Critics, though, say his ex officio role gives Alston & Bird’s health care clients privileged insights into the policy process. They say Mr. Daschle’s multiple advisory roles illustrate the kind of coziness with the lobbying world that Mr. Obama vowed to end. If he had been confirmed as health secretary, Mr. Daschle would have been subject to strict transparency and ethics rules.
His position, some liberals say, raises at least an appearance of a conflict of interest. “I hope the president can make a decision based on what the country wants, not what a handful of Daschle’s clients want,” said Representative Lynn Woolsey of California, a leader of the progressive caucus.
No sh*t! You bet your sweet bippy that it is "at least an appearance of a conflict of interest". It seems to me that Daschle would need to be super-human to resist the pressure to lean in favor of the health care industry. Why does Obama do this sort of thing?
If the industry wants the co-ops, then they can't be good for us, right? In the end, the co-ops must benefit the industry's bottom line. They are making record profits now, and it's hard for me to believe that they will push a policy that will reduce their profits.
He [Daschle] both recommends and predicts an incremental approach.
“We are not going to see this happen overnight,” Mr. Daschle told a biotechnology trade group in May. “It can’t.

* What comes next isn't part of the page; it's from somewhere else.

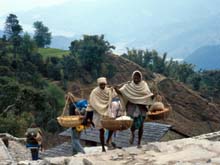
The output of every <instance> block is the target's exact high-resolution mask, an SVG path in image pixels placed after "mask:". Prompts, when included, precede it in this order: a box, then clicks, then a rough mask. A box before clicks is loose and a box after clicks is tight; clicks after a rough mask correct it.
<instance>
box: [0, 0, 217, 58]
mask: <svg viewBox="0 0 220 165" xmlns="http://www.w3.org/2000/svg"><path fill="white" fill-rule="evenodd" d="M219 6H220V0H0V30H4V23H5V20H6V18H7V16H8V15H9V14H10V13H13V14H15V15H17V17H18V20H19V23H20V25H22V28H23V31H24V32H29V33H33V32H34V28H33V23H34V22H35V21H42V22H43V23H44V25H45V26H47V27H48V28H49V30H50V32H52V36H57V35H62V36H65V37H68V38H71V40H72V39H73V38H74V39H78V38H79V37H81V36H82V35H83V34H104V35H105V38H106V39H107V40H108V41H110V43H112V44H113V45H115V46H116V47H117V49H118V50H119V49H121V50H122V51H124V50H125V49H126V48H127V47H128V48H140V49H145V48H148V49H156V50H159V51H160V52H168V55H170V54H171V55H174V56H177V57H182V56H187V55H188V54H189V53H191V52H192V51H193V50H195V49H196V48H199V47H201V46H203V45H207V44H215V43H216V42H217V43H219V42H220V41H219V39H218V38H220V37H218V35H219V34H218V31H219V30H218V29H220V27H219V26H220V23H219V22H218V20H220V8H219ZM219 32H220V31H219ZM180 39H181V42H179V40H180ZM61 43H62V41H60V43H59V44H61ZM66 48H68V47H67V46H66Z"/></svg>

It is too big a shift in the economy.” If the legislation can begin to “ramp up” coverage for all, health information technology and some cost controls, he said, “we will have succeeded.”
We will NOT have succeeded in passing real health reform. Incremental means that some will be left out in the cold. This is not my idea of reform. The progressives have already compromised by giving up on a single payer plan. Are we now to give up the public option for co-ops, whatever they are?
And then there's this from TPM:
Sen. Jay Rockefeller (D-WV) has a proposition: If the government is going to mandate that Americans buy health insurance from private companies, they should know how much of that money actually goes to paying health insurance costs. And insurers aren't happy about it.
On Friday, Rockefeller sent letters to executives at the 15 largest health insurance companies in the country, asking them to compile data on this question for the Senate Commerce Committee by September 8.
And why not? Why shouldn't we know how much of the mandated premiums go into actual health care and how much into the pockets of the CEOs and the stockholders - and into lobbying and advertising to kill real health care reform?
"It's another page out of the same playbook," says Robert Zirkelbach, spokesman for America's Health Insurance Plans. "There's an effort to shift the focus to the health insurance industry rather than on the bills in Congress."
Damn right we need to shift the focus to the greedy.